4.4 Enfin, dès réception du courrier du Conseiller d’État l’informant que les propos échangés entre le commissaire et la directrice s’agissant de la « somme conséquente » ne visaient pas sa mandante, le recourant a immédiatement admis que la directrice n’avait rien affirmé de faux ou de trompeur et il a expressément déploré les conséquences subies par l’intéressée. Il n’a donc pas tardé à émettre des regrets.

Enfin, il ressort du dossier que le recourant, auquel on peut reprocher un manque de distance et de réserve, exerce la profession d’avocat depuis plus de 20 ans et n’a jamais fait l’objet d’une sanction disciplinaire.

Eu égard à tout ce qui précède, la chambre de céans considère que le recourant n’a pas violé son devoir de diligence et que le prononcé d’une sanction ne se justifie pas.

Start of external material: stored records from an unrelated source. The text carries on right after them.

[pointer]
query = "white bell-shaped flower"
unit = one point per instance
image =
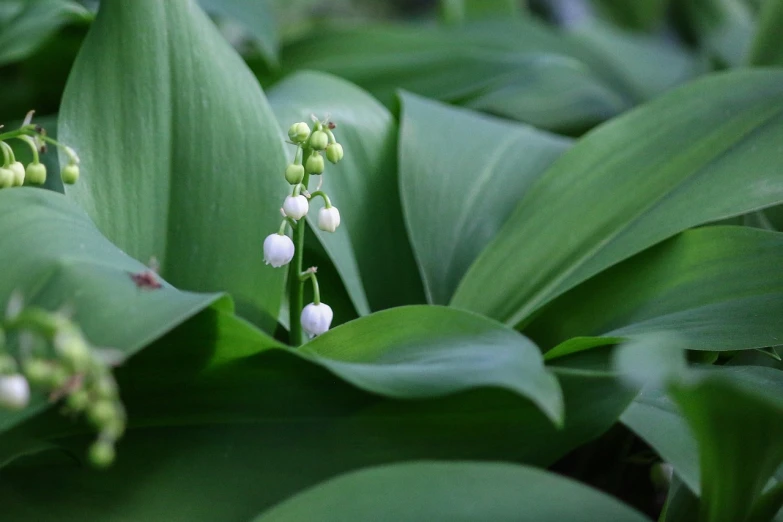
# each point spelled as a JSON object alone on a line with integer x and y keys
{"x": 278, "y": 250}
{"x": 296, "y": 207}
{"x": 316, "y": 318}
{"x": 14, "y": 391}
{"x": 328, "y": 219}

5.             Au vu de ce qui précède, le recours sera admis et la décision de l’intimée annulée. Vu l’issue du litige, il ne sera pas perçu d’émolument (art. 87 al. 1 2e phrase LPA). Une indemnité de procédure de CHF 1’000.- sera allouée au recourant, à la charge de l’État de Genève (art. 87 al. 2 LPA).

Le dénonciateur n’étant pas partie à la procédure devant la chambre de céans, ni le présent arrêt ni son dispositif ne lui seront notifiés (ATA/475/2015 du
19 mai 2015 ; ATA/388/2014 du 27 mai 2014 ; ATA/132/2014 du 4 mars 2014 et les références citées). La tâche d’informer le dénonciateur reviendra ainsi à la commission (ATA/475/2015 précité).

 

 

* * * * *

PAR CES MOTIFS
LA CHAMBRE ADMINISTRATIVE

à la forme :

déclare recevable le recours interjeté le 22 mars 2023 par A______ contre la décision de la commission du barreau du 13 février 2023 ;

au fond :

l’admet ;

annule la décision de la commission du barreau du 13 février 2023;

dit qu’il n’est pas perçu d’émolument ;

alloue une indemnité de procédure de CHF 1’000.- à A______, à la charge de l’État de Genève ;

dit que, conformément aux art. 82 ss de la loi fédérale sur le Tribunal fédéral du
17 juin 2005 (LTF - RS 173.110), le présent arrêt peut être porté dans les trente jours qui suivent sa notification par-devant le Tribunal fédéral, par la voie du recours en matière de droit public ; le mémoire de recours doit indiquer les conclusions, motifs et moyens de preuve et porter la signature du recourant ou de son mandataire ; il doit être adressé au Tribunal fédéral, 1000 Lausanne 14, par voie postale ou par voie électronique aux conditions de l’art. 42 LTF. Le présent arrêt et les pièces en possession du recourant, invoquées comme moyens de preuve, doivent être joints à l’envoi ;

communique le présent arrêt à Me Stéphane GRODECKI, avocat du recourant, ainsi qu’à la commission du barreau.

Siégeant : Valérie LAUBER, présidente, Florence KRAUSKOPF,
Jean-Marc VERNIORY, Francine PAYOT ZEN-RUFFINEN,
Claudio MASCOTTO, juges.

Au nom de la chambre administrative :

la greffière-juriste :

 

 

J. BALZLI

 

 

la présidente siégeant :

 

 

V. LAUBER

 

Copie conforme de cet arrêt a été communiquée aux parties.